Police do not know exactly when the cellphone signals emanated from specific areas, but Vannapho’s phone likely died around 4 p.m. the same day he went missing, said DT Luu, his son-in-law.
“By that time it went straight to voicemail,” Luu said. “If it was on, he didn’t pick it up.”
On Aug. 12, the day after his disappearance, witnesses reported seeing Vannapho around the Columbia Point dock area and at Howard Amon Park. Police and Columbia Basin Dive Rescue unsuccessfully searched the river for him.
Police also recovered blood samples and fingerprints inside Vannapho’s abandoned truck. It’s unclear whether they belong to him or someone else, Cobb said. Lab test results could take months to process.
Meanwhile, police don’t know why blood was in the car.
“The possibilities are very, very wide open to how that occurred,” Cobb said.
We have no idea if there’s a crime involved or not yet.
Capt.
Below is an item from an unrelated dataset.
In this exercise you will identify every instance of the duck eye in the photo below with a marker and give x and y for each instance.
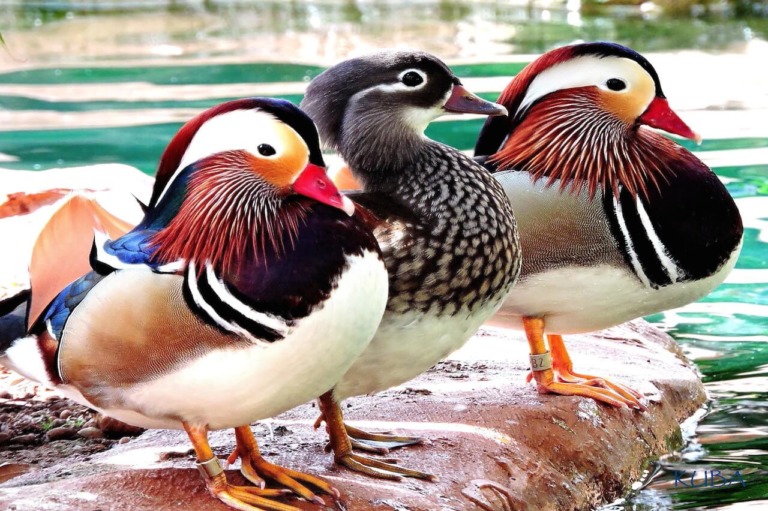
(412, 79)
(266, 150)
(615, 84)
Mike Cobb, Richland police
Luu described Vannapho’s phone as an older-style flip phone, which Vannapho often kept charged.
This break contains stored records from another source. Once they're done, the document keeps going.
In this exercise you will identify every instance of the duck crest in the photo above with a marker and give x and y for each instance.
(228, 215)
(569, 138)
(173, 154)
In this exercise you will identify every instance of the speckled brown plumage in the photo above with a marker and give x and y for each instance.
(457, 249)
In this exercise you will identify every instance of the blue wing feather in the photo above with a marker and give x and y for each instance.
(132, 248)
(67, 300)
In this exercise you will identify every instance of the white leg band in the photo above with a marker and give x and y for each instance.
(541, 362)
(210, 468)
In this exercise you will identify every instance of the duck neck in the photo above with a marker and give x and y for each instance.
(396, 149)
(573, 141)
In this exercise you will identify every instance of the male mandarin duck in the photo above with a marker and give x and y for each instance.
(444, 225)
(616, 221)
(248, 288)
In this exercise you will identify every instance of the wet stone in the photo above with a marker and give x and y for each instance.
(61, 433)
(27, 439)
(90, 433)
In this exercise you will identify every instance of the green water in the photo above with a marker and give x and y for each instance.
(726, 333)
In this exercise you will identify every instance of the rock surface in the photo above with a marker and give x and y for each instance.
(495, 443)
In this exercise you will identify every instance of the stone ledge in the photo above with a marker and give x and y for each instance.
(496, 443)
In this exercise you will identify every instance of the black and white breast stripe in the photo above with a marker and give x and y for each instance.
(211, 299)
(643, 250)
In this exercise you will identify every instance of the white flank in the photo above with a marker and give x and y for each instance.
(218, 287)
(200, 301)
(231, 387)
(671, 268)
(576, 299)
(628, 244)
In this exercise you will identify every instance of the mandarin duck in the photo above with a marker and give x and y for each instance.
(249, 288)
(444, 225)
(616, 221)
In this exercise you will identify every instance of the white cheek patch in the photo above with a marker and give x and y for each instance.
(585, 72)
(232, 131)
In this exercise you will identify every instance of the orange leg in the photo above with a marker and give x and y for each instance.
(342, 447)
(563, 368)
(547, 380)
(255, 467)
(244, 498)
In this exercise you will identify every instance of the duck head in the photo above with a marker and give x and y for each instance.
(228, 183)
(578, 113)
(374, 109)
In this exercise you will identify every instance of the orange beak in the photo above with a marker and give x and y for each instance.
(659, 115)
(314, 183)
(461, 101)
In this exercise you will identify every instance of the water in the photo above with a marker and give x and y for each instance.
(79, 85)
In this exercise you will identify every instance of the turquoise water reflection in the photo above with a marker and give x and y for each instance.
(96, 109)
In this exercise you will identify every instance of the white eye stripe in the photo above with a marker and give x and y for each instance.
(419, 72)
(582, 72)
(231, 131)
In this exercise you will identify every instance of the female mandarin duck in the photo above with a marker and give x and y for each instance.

He was also known to keep his gas tank full, which Luu said was down to an eighth when police recovered it.
“That’s also another strange thing,” he said. “It’s never that way.”
Cobb said these types of investigations can be very time- and staff-intensive, and that they’ll have to see where the case goes next.
“We have no idea if there’s a crime involved or not yet,” Cobb said.
Luu said police have followed up with him almost weekly while they continue to investigate.
The case has since been transferred to Richland police Detective Hyrum Stohel. Anyone with more information is asked to call 509-628-0333.